Rasa Pro provides tools to help you manage personally identifiable information (PII) collected by your assistant.

Rasa Pro provides a comprehensive solution for managing personally identifiable information (PII) collected by your assistant. The PII management capability allows you to:

  • Identify and anonymize PII from slot events, user and bot messages.
  • Configure PII anonymization for specific slots.
  • Manage PII data retention policies in the tracker store.
  • Stream anonymized events to event brokers. Among supported event brokers are Kafka and RabbitMQ.

PII Identification

Rasa Pro adopts a tiered approach to PII identification, which includes:

  1. Slot-based PII identification: The sensitive data is stored in a slot whose name is defined in the privacy YAML config. This enables Rasa Pro to use the existing CALM slot filling mechanisms to identify PII in user messages, bot responses and slot events. To learn more about how to configure PII slots, see the Anonymization Rules section below.

  2. GLiNER PII identification: Optional integration with GLiNER PII model to identify PII in two particular edge cases:

    • end chat user could be specifying some PII in their user message that is not captured by any domain slot.
    • usage of free text slots like problem description or customer notes that could have multiple types of PII To learn more about how to configure GLiNER PII identification, see the GLiNER requirements section below.

PII Anonymization

Rasa Pro supports two types of PII anonymization:

  • redaction: replaces PII plaintext value with a redaction character (default is *) across the full length of the PII value. This anonymization method can be configured to keep N characters of the PII value to the left or right of the redaction character. For example, for a credit card number 1234-5678-9012-3456 and a redaction character * with left=0 and right=4, the anonymized value would be ****-****-****-3456.
  • masking: replaces PII plaintext value with the uppercase slot or entity name (e.g. [EMAIL_ADDRESS]).
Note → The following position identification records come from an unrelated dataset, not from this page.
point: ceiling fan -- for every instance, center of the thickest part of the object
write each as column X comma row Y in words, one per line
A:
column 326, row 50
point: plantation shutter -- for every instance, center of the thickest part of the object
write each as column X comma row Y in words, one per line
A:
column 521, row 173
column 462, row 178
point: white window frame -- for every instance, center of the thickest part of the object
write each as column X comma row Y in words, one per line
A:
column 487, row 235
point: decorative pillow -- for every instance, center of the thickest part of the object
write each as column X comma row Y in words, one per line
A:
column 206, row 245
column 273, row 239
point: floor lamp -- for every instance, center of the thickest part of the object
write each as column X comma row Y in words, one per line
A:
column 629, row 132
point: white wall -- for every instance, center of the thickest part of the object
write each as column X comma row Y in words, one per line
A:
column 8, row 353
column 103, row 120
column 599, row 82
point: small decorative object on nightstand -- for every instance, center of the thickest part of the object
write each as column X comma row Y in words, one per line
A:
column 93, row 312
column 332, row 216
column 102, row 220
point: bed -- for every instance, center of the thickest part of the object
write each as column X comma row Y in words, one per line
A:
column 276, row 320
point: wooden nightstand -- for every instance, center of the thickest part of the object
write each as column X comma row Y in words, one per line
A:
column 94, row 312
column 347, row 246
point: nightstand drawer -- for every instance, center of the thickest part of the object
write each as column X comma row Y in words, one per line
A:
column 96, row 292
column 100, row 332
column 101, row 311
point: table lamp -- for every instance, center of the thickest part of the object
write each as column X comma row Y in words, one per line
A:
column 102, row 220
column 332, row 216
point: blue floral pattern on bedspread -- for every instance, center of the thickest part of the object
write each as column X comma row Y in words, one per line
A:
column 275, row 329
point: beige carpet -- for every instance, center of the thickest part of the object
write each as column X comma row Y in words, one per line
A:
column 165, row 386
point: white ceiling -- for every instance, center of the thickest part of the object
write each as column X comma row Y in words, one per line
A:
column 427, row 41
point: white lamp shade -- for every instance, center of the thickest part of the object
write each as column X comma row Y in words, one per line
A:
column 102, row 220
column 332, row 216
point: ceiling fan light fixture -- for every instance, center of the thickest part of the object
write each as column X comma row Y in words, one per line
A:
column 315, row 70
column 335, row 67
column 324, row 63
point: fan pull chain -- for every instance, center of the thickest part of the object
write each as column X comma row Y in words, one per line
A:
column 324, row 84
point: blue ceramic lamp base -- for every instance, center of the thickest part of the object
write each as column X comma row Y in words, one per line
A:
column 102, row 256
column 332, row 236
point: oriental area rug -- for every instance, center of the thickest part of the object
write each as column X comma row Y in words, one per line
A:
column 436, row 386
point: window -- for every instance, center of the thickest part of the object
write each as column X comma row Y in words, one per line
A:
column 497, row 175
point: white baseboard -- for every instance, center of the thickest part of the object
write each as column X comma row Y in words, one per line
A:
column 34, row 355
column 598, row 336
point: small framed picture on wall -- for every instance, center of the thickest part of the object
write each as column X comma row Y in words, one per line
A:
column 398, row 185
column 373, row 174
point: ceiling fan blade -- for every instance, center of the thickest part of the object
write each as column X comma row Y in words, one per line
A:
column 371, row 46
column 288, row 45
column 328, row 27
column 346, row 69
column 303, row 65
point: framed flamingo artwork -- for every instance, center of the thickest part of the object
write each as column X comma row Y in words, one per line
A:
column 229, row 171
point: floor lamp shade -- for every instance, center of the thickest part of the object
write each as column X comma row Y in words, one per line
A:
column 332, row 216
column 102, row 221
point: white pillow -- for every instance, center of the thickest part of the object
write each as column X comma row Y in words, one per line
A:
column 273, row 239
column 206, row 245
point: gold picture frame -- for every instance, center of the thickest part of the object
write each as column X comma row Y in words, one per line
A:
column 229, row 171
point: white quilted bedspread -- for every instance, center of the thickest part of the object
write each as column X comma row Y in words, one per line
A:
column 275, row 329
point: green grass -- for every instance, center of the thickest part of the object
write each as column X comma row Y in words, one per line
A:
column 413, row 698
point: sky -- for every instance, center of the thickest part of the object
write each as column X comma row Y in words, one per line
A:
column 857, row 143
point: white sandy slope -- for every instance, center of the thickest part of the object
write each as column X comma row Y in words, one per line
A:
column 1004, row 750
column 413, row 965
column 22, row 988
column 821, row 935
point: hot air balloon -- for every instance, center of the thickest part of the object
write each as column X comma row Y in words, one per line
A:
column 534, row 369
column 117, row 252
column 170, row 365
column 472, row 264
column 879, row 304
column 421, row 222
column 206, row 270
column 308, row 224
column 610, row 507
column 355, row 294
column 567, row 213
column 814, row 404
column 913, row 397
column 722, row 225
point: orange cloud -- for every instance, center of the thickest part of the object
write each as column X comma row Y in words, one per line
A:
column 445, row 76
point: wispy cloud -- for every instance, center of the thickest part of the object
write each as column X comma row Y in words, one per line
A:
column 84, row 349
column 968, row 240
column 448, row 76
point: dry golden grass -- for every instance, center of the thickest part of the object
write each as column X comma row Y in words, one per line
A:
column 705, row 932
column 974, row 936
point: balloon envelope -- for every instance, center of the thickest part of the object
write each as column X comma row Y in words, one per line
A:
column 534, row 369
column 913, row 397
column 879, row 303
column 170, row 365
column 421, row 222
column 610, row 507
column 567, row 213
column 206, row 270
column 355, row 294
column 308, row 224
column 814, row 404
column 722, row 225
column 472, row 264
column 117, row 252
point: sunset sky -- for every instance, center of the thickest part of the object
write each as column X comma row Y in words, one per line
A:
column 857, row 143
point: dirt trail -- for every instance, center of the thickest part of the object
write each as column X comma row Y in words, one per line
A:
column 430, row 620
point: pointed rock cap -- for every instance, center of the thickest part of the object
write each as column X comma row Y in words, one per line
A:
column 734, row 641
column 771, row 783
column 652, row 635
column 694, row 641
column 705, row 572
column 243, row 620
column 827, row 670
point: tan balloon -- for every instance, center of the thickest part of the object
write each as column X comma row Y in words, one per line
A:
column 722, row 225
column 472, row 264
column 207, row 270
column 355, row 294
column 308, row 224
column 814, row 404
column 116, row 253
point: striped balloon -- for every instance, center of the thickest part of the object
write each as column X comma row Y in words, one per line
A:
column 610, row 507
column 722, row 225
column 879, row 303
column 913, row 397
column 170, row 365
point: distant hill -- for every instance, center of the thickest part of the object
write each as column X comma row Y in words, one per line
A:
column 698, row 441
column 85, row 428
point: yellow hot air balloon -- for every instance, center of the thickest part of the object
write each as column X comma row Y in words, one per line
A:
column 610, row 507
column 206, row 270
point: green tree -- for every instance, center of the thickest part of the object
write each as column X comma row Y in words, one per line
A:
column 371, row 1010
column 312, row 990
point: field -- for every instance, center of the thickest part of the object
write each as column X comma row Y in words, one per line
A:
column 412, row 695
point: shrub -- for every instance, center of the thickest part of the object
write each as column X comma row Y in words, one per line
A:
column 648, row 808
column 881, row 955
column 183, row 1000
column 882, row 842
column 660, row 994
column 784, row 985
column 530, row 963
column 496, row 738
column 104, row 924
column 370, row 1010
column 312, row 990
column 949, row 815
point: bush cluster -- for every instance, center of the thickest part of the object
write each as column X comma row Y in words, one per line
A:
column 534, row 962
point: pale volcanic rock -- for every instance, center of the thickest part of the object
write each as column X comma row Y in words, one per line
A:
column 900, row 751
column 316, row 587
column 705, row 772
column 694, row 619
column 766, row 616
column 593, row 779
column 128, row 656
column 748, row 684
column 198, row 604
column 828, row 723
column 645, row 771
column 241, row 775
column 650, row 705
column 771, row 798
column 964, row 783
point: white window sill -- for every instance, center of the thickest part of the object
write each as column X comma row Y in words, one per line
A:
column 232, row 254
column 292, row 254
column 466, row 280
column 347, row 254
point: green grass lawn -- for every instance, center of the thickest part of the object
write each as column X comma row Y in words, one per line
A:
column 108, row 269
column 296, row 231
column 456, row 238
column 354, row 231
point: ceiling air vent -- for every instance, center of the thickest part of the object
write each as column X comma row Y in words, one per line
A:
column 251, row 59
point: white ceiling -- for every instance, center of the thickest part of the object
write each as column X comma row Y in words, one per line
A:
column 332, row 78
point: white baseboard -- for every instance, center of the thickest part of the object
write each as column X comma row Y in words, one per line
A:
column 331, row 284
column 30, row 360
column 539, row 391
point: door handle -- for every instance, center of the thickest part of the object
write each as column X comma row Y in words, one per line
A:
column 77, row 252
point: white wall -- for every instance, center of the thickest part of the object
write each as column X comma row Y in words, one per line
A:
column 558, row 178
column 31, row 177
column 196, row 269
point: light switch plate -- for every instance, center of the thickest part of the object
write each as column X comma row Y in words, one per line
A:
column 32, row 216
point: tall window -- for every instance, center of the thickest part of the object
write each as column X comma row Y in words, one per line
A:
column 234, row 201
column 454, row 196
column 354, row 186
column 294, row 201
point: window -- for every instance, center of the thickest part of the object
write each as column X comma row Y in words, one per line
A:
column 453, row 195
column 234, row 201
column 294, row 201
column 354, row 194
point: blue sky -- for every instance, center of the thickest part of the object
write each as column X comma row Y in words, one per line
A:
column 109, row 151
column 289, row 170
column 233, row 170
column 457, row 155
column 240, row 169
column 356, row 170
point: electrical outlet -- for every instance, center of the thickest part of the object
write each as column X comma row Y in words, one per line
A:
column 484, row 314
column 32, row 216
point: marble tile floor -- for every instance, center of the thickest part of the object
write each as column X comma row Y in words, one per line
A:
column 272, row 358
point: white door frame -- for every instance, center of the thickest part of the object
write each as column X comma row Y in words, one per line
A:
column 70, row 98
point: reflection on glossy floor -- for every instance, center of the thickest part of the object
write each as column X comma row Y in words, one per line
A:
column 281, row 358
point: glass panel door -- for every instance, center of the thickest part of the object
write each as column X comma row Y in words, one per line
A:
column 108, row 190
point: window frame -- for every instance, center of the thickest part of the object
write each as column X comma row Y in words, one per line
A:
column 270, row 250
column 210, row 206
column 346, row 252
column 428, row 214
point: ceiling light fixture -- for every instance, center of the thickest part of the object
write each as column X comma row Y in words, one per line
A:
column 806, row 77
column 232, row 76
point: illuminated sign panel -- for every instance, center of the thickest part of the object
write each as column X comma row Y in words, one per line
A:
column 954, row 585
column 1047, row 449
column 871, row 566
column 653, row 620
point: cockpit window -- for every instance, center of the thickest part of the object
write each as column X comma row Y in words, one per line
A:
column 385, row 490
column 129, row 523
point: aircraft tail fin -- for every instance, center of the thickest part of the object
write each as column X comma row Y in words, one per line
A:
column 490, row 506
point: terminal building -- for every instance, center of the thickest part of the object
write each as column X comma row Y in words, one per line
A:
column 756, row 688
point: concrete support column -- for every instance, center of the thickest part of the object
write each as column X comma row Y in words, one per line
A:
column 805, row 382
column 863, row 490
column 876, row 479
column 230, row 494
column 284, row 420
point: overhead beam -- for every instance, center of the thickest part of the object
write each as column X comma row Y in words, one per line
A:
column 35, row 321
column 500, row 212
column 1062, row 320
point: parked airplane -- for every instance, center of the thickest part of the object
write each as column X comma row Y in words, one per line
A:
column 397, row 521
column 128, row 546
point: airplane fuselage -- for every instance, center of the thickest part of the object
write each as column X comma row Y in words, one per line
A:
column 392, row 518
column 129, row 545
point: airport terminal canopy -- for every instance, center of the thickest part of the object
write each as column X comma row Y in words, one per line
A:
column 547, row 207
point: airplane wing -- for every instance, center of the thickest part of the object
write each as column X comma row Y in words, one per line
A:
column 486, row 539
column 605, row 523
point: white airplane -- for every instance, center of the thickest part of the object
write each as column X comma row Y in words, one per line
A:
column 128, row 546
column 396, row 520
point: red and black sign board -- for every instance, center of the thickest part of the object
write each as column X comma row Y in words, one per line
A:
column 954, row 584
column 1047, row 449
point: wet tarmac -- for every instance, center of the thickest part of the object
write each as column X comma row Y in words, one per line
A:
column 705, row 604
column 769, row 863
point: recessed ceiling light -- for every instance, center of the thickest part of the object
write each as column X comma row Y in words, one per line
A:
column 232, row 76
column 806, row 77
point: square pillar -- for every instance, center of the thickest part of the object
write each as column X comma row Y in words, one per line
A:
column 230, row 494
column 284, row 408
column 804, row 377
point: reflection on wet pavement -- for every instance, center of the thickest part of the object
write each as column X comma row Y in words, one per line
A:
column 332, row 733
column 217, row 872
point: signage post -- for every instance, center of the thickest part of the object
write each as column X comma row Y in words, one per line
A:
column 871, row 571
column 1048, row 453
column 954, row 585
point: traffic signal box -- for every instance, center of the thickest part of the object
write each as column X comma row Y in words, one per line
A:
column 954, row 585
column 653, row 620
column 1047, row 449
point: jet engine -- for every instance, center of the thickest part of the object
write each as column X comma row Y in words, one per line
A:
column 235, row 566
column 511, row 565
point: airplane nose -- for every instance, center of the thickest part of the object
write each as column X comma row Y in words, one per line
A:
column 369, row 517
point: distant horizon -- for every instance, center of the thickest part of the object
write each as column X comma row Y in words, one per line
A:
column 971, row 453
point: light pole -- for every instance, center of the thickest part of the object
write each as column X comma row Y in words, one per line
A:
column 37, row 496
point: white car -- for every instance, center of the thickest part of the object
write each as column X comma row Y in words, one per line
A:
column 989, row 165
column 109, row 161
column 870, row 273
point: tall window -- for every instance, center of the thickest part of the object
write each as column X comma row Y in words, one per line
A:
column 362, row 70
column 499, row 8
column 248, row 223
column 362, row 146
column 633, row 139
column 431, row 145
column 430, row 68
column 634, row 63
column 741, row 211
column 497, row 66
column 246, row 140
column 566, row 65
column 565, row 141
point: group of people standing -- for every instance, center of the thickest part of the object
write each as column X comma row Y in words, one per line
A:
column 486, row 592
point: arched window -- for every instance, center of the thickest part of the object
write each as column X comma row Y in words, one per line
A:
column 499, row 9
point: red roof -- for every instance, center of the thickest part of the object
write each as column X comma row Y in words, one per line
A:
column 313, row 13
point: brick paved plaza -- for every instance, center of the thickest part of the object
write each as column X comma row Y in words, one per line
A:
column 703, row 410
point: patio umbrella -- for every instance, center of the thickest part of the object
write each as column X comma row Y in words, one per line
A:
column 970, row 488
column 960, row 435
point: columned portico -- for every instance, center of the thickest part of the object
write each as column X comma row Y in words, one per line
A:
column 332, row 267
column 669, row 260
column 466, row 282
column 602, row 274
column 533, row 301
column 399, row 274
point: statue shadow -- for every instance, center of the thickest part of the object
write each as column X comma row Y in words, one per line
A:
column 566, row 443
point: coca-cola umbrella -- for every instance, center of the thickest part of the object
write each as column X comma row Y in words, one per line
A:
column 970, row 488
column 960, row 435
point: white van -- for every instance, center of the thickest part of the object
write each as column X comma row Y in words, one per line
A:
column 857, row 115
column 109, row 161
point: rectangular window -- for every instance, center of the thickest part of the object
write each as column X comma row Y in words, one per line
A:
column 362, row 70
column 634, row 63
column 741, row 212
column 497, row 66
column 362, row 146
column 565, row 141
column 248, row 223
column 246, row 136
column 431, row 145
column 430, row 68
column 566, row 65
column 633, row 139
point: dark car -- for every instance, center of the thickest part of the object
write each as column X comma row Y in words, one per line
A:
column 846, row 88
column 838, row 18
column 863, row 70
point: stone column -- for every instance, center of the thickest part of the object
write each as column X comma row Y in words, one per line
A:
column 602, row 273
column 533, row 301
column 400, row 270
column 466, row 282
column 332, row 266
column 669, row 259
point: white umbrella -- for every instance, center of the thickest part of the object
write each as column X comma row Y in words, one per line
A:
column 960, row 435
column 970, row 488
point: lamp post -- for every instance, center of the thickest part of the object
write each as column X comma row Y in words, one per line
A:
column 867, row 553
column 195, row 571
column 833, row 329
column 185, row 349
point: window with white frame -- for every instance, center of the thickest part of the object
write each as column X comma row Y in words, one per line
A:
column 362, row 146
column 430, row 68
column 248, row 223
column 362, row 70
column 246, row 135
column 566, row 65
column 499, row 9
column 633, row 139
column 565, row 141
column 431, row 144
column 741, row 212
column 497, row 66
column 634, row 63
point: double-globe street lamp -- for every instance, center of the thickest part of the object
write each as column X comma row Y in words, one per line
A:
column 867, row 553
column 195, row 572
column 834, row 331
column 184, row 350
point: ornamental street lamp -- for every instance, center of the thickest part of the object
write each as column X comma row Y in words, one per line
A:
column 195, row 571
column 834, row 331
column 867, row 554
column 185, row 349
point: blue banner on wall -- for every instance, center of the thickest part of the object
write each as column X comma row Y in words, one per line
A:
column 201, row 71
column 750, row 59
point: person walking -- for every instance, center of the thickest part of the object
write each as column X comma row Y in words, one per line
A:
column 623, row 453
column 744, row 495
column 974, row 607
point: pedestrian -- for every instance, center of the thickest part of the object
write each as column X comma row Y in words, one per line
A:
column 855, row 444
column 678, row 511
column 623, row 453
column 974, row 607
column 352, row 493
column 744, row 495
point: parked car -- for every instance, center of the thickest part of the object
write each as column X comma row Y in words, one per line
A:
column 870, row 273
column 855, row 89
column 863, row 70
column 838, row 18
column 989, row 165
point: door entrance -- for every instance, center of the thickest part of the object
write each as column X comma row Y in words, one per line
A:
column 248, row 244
To learn more about how to configure PII anonymization, see the Anonymization Rules section below.

Performance

The PII management capability helps you comply with data protection regulations and ensure that sensitive user data is handled appropriately without compromising the functionality of your assistant. Rasa Pro ensures that the PII management capability does not affect the performance of your assistant.

PII Management Jobs

The PII management jobs, such as publishing anonymized events to the supported event brokers, anonymization and deletion in the tracker store, are run in the background using a job scheduler. This allows your assistant to continue processing user requests without significant delays.

If you have configured both the anonymization and deletion jobs with overlapping cron triggers, Rasa Pro ensures that both jobs are run sequentially to avoid a potential race condition in updating the tracker store. First the anonymization job is run, followed by the deletion job as long as the deletion job is due to run once the anonymization job is completed.

Recommendation

We recommend that you configure the PII management jobs to run at a low traffic time to minimize the number of reads and writes to the tracker store. This will help reduce the load on the tracker store.

Deletion Cron Job

The deletion cron job is responsible for deleting PII data from the tracker store, and it runs periodically based on the configured cron schedule.

The deletion job is designed to remove PII data that is no longer needed, based on the configured retention period. The deletion job loops through all conversation sessions in the tracker store, including trackers that contain multiple sessions, where a session is marked by the action_session_start event at the beginning. Then it checks if the session has ended by computing the difference between the current deletion job run timestamp and the timestamp of the last event in the session. If this difference is greater than the sum of the USER_CHAT_INACTIVITY_IN_MINUTES environment variable value and the value of the configured retention period via the min_after_session_end parameter in the privacy YAML config, the session is considered eligible for deletion.

When the job encounters sessions that are not eligible for deletion, either because they are still active or because they have not reached the end of the retention period, the job retains these events in the tracker store by overwriting the pre-existing tracker with only the retained events.